There are many types of theologies that may be summed up with one-word definitions, which have been useful to communicate fairly succinctly a whole volume of concepts. These are immediately understood by professional theologians and those who are well-read in theological studies. However, this description of what we believe and promote is hopefully understandable by anyone even if starting from zero in theological enquiry or study – so words like Protestant, Arminian, Evangelical and Charismatic may have communicated a lot to some, but less to others, and so fuller statements are used to explain what we believe.

We in Ichthus are evangelicals and what we do and believe comes from our adherence and obedience to the Bible, as well as our understanding of our Lord – He is our Biblical Christ, the Messiah, Saviour and Teacher as seen in the Bible.

However, because the Bible itself says it was inspired by the Holy Spirit, it is necessary to ask the Spirit of God to help us understand where there are passages very hard to understand, or which appear to contradict each other. A humble spirit in the reader who prays, will find the Holy Spirit’s meaning and power. Some of the new Christian denominations began to see God’s power by His Spirit and so discovered the gifts of the Spirit, e.g. prophecy, word of knowledge, word of wisdom, tongues, interpretation of tongues, healings etc. This new move was called Charismatic. We in Ichthus are Evangelical Charismatics. Some Charismatics are also called Pentecostalists, an earlier name for those using the gifts or manifestations of the Spirit.

The whole of Christ’s church is expected to share by faith in this movement of salvation by love, prayer, worship, witness and holiness – i.e. growing in Christ-likeness and by our unity as Christ’s body sharing Christ’s life together in love and doing good to all men, especially the people of faith, Gal 6:10.

As a Fellowship in the Body of Christ, i.e. all believers born of God and filled with His Spirit, or all who name the Lord Jesus Christ as their Saviour and Lord, we are here to express our unity of love by serving and speaking well of all those in Christ’s family. This is sometimes called ecumenism, and as a church we belong to the Evangelical Alliance and Churches Together in England.

Finally, we are Trinitarian, worshiping God our Father as revealed in His Son Jesus Christ who is revealed and made known to us in our experience by the Holy Spirit, with a destiny to become like Jesus and to be with God.

So we could be called, in the light of this quick summary, an Evangelical, Charismatic, Witnessing, Worshiping, Open-Hearted, Trinitarian Church!

Until the 16th century Reformation, although there had been and still were many bodies of true believers in Jesus Christ, the dominant denomination was named Roman Catholic.
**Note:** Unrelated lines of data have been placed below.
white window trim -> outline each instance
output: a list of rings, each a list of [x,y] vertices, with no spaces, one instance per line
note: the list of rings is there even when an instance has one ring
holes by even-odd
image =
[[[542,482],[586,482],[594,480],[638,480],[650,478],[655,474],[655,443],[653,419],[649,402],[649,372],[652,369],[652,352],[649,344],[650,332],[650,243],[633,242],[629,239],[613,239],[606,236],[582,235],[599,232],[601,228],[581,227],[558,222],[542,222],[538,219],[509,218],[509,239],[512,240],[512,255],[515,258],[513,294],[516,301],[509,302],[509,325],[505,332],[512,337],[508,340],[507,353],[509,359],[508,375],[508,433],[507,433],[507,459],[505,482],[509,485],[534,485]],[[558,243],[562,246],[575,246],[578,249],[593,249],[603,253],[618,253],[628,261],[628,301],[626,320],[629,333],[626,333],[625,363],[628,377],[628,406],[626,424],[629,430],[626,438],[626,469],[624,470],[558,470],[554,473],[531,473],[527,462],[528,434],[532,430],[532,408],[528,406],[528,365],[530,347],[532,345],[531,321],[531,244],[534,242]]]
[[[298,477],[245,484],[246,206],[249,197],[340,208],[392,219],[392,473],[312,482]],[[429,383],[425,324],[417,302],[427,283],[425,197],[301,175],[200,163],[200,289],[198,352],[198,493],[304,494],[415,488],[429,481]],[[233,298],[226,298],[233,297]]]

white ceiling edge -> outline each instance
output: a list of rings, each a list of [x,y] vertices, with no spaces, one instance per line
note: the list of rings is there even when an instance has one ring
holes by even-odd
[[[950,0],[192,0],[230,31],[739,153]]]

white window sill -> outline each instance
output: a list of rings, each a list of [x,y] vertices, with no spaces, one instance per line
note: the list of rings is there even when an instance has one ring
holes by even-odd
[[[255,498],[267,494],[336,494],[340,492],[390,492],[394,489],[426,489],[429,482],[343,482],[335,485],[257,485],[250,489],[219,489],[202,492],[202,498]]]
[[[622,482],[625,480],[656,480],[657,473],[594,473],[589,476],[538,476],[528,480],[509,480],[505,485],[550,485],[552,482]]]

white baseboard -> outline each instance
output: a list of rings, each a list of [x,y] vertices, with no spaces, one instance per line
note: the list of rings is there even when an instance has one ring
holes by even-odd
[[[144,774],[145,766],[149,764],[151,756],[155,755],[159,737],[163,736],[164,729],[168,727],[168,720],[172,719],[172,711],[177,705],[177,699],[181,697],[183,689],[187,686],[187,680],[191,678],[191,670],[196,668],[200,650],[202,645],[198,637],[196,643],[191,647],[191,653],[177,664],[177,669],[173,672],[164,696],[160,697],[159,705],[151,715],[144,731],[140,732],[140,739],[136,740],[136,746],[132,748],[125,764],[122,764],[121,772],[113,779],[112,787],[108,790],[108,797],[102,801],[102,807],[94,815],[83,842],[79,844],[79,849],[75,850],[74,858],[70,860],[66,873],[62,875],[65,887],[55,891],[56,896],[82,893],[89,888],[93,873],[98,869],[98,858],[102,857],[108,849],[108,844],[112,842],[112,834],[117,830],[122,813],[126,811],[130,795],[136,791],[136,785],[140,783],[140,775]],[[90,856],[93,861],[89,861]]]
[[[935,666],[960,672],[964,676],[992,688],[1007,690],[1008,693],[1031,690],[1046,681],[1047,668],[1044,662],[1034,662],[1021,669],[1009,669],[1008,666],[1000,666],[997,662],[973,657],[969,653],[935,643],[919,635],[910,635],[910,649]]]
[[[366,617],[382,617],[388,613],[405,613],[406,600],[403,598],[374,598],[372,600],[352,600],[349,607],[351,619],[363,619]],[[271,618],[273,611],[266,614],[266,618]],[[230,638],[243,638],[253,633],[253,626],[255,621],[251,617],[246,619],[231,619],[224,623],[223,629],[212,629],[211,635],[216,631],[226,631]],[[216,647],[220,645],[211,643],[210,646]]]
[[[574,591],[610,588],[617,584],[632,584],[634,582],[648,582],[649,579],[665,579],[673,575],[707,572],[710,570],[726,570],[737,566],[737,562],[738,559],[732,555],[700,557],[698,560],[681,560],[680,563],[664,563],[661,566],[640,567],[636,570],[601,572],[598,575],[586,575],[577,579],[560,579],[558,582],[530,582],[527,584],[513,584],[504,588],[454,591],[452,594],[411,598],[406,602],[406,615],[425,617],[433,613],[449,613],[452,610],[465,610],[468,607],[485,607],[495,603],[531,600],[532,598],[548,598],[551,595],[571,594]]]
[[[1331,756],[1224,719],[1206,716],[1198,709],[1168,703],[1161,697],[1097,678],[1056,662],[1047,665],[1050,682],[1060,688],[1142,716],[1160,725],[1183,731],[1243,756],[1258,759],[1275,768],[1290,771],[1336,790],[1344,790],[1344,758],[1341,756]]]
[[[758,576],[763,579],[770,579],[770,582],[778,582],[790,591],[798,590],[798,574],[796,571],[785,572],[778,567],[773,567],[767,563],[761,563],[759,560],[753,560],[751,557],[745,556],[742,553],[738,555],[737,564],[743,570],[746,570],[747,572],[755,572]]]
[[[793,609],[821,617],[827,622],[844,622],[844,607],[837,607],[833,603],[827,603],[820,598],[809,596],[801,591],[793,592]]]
Its HQ was the Vatican in Rome, it’s name meant ‘worldwide’ and its institution joined usually with the secular leaders of the nations. They dominated and governed all of Europe and thus were very powerful and corrupt. It was, and still is, a fact of history that “power corrupts and absolute power corrupts absolutely”. This led many leaders in Christianity to seek to reform the morals and lifestyles of much that was passing as Christian; and the Reformation began to clean up and brush up what was being accepted and promoted as the message (theology) of Jesus Christ. So groups of protest sprung up all over Europe opposing the status quo. Sadly violence was used instead of prayer to get things back to the earlier order. The well-known ‘Sir Thomas More’ (statue on the Thames Embankment) was an enthusiastic persecutor of the new churches who claimed the Bible was their authority, not the Pope living in Rome. No doubt Thomas More was sincere and thought that many churches instead of one (i.e. Roman Catholic) would weaken Christianity and so he particularly hunted down Bible translators such as Tyndale, calling them Evangelicals and putting them to death. So the word has stuck and until today those who claim to follow the Bible (called Protestants at the time because they protested against Rome) are still called Evangelicals.